This was so unlike anything I've read for a long time that I have to admit that several times I almost gave up. I think I'm glad I carried on with it though, if only as a test for myself.

I found it hard that I was given no real explanation as to why Hope was un-rememberable (I'm not actually sure that that is a real word, but I'm so frazzled I can't think of anything else!). I perhaps would have found it easier if I could reconcile it in my head, that's probably my stupidity though. The book did remind me somewhat of The Handmaid's Tale, I don't know why but it was echoing through some of the chapters, but obviously that isn't a bad thing. Come to think of it I could see this on some reading list for higher education, to be analysed and critiqued in a much more cerebral way than my waffling here.

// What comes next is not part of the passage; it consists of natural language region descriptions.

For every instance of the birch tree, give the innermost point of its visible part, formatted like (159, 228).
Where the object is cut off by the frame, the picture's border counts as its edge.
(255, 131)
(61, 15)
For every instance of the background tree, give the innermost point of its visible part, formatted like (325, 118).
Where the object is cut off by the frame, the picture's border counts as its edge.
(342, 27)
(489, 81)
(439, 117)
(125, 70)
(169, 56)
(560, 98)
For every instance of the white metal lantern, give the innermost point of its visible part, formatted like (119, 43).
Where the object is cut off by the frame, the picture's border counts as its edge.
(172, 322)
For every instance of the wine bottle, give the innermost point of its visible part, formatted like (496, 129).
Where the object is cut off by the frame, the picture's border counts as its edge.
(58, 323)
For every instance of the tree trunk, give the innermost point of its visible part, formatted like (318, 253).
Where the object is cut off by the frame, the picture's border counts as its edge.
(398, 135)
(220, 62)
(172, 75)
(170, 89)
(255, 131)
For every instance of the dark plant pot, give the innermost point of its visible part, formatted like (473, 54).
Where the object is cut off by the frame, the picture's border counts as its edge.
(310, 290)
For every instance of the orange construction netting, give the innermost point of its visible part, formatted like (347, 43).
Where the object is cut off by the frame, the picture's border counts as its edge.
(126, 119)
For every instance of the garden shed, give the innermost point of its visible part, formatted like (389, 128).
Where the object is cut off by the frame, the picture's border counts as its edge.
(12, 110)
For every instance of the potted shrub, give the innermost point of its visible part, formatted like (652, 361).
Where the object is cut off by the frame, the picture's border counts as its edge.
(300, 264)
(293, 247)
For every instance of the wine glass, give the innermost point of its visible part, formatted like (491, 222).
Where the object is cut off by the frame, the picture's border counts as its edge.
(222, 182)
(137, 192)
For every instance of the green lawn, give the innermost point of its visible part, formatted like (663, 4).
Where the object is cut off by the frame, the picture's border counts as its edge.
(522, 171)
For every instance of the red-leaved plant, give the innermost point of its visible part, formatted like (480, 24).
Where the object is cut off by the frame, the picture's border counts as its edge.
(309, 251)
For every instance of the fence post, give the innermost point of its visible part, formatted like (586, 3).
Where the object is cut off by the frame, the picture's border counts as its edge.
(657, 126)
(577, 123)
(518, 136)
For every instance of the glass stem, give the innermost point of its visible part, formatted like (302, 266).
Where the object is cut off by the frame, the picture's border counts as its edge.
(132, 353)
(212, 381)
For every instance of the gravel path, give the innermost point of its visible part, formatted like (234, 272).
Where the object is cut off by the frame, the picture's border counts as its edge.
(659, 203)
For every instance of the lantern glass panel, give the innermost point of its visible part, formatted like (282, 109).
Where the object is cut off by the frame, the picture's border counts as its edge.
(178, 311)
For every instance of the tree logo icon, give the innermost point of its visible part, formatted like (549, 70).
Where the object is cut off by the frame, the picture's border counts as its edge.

It's an interesting concept though; how much we are defined by the memories that other people hold of us, and our place in society. I'm sure if I were to approach the book with that mind-frame rather than as just a book to absorb I would have done better. It's almost an extension of the 'what would you do if you were invisible for a day' question we've all surely answered at some point; I'm not sure I could have ever come up with an answer like this though.

The whole 'Perfection' app was really quite disturbing. I have to say it tapped in uncomfortably closely to the seeming ideal that we are presented with in today's society. The celebrity ideal thing makes me increasingly disturbed; what type of people are we teaching our children to look up to and aspire to be? Mind you what kind of world is it now that a footballer can earn such vast amounts of money whilst our nurses, firemen etc. sit towards the other end of the scale - it's dreadful. And now I sound like an old woman don't I? Actually I don't care with regards this opinion; the world is skewed unfairly. Rant over!

'Perfection' didn't seem like such an abstract concept in realism, after all it is only a progression of the reward system and strive for ever more stuff, that preoccupies many lives now. It was perhaps this (un)natural progression that kept me tethered to the story.

I didn't really have any strong image of any of the characters in the book, but perhaps that was intentional and obvious considering the plot. Likewise I was somewhat dizzy and unaware of where in the world the events were taking place. Though again that probably isn't that important.

I suppose though I come back to my initial point, that I didn't understand why no-one could remember Hope (well, apart from those few groups of people that Hope tells us of about halfway through). It is sad really when I look back at it; not being remembered even by her Mum and Dad, but I couldn't find a way to feel sympathetic towards Hope whilst I was reading it.

I suppose I could sit and talk about this book all day - and perhaps that is the sign of a good book rather than my engagement with, or enjoyment of it. I don't know and thankfully it's not down to me to decide.

I'm guessing if you are more a science-fiction fan than me, you would enjoy it more. It would certainly make a good book for a reading group discussion. I just don't think it was for me, but that should in no way be meant as a disrespectful comment to Claire North. It made me think, and it both disturbed and appalled me, which I don't think is a bad thing to have taken away from it.